Besides corruption there's the related problem of process. Obama declared that, "If we want to translate these goals into policies, we need a process that is as transparent and inclusive as possible." Couldn't agree more.

Too bad Obama's committee for "Healthcare Reform Dialogue" is pretty much restricted to heavy-hitters in the healthcare and Pharma industry. Worse, the meetings are held in secret, so we don't know exactly why two labor unions, the American Federation of State, County and Municipal Employees and the Service Employees International Union apparently walked out of the last one. Perhaps they want their money back, too, after spending so much to get Obama in the White House.

There's window-dressing, of course. Characters like 24-year old firefighter, Travis Ulerick, are allowed to hand Obama a summary of all those thousands of community meetings held to discuss the health care crisis so he can use the moment to claim to be responsive to "the concerned citizens, like the folks on this stage."
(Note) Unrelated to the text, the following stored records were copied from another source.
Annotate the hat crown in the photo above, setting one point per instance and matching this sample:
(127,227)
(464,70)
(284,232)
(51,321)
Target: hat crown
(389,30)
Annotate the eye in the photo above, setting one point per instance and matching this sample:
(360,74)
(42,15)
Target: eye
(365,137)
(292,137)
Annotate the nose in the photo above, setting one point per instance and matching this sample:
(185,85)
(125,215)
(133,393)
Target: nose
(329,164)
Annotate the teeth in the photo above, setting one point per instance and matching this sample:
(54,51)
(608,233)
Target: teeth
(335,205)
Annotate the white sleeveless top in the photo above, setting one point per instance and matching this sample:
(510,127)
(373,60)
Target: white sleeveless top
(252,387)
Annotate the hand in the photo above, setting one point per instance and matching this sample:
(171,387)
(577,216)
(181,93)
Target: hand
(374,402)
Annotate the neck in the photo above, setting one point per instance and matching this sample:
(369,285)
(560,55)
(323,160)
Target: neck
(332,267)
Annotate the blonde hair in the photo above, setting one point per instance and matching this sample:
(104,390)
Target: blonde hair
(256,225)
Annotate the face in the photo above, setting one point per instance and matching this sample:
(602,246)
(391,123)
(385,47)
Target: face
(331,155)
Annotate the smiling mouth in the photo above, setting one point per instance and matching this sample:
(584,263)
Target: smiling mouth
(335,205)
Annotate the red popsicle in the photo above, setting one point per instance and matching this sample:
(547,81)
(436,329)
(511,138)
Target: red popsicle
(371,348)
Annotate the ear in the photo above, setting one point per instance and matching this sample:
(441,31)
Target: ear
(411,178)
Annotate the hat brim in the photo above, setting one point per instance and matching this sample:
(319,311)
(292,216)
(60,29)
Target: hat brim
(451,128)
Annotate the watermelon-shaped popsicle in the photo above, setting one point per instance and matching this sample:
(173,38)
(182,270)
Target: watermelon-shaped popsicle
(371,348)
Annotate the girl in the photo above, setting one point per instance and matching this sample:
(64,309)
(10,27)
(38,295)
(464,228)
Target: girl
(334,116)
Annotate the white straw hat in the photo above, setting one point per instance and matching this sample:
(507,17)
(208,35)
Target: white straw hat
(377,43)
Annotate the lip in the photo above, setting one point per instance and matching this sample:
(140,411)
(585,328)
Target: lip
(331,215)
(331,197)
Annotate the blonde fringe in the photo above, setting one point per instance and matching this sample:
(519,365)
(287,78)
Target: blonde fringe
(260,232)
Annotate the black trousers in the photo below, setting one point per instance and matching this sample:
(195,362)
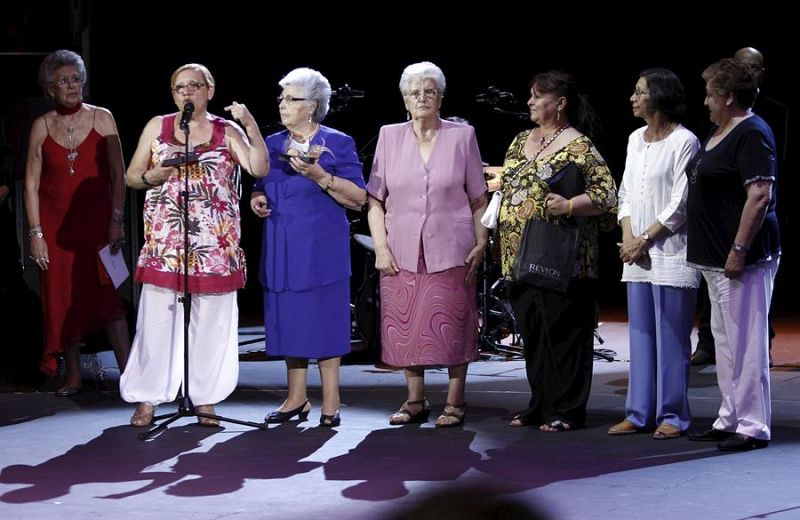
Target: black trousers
(558,332)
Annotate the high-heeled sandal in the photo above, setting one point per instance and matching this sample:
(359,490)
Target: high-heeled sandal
(453,415)
(404,415)
(330,421)
(280,417)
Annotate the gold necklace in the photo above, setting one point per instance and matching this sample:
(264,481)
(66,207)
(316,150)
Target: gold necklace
(543,136)
(304,138)
(553,137)
(431,136)
(69,140)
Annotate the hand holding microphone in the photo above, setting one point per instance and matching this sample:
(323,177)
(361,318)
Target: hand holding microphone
(258,203)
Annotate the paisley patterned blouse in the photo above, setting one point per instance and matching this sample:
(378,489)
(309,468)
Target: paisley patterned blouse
(216,263)
(525,188)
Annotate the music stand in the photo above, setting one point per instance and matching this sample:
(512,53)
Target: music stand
(185,406)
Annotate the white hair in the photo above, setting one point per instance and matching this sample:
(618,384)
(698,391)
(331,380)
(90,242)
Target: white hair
(315,87)
(421,71)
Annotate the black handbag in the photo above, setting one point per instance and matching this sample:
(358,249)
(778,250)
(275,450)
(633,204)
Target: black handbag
(547,251)
(546,255)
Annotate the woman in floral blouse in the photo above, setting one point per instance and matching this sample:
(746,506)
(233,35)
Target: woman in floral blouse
(216,262)
(557,328)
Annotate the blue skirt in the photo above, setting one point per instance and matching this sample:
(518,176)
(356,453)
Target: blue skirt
(313,324)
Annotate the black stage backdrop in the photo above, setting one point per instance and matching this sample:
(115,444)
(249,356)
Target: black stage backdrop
(132,48)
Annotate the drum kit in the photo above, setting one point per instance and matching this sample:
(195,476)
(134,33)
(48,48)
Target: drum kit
(499,335)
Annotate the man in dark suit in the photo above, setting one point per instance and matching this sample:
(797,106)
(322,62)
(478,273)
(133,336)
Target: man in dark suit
(776,114)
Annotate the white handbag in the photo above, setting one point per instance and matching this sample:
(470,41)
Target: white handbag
(489,218)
Snarking aside, the biggest problem is that even if our glorious leaders had clean hands, and were acting in good faith, nobody knows how to untangle the mess.

American health and care is in as bad a shape as the economy, and like with the economy, experts have equally few ideas on how to set right something intertwined with finance, with culture, with infrastructure, education, hell, even the air we breathe and food we eat. And if they suddenly saw a burning bush showing them essential changes to make, they wouldn't dare implement the half.

The healthcare industry can't be attacked right now, not just because they lobby like mad, but because they're the only industry hiring as unemployment goes through the American roof. And who's going to take on Pharma when they have almost the only stocks holding most of their value in the diving market?

All Obama's tepid ideas that the Republican fringe nonetheless calls "radical" or "socialist" don't amount to much more than tinker and patch while insurance premiums rise and quality of care falls. There's little enough to fight over, little to dispute, though we no doubt will, mobilizing millions before both sides claim victory offering a few more people access to healthcare that won't be either cheap or good.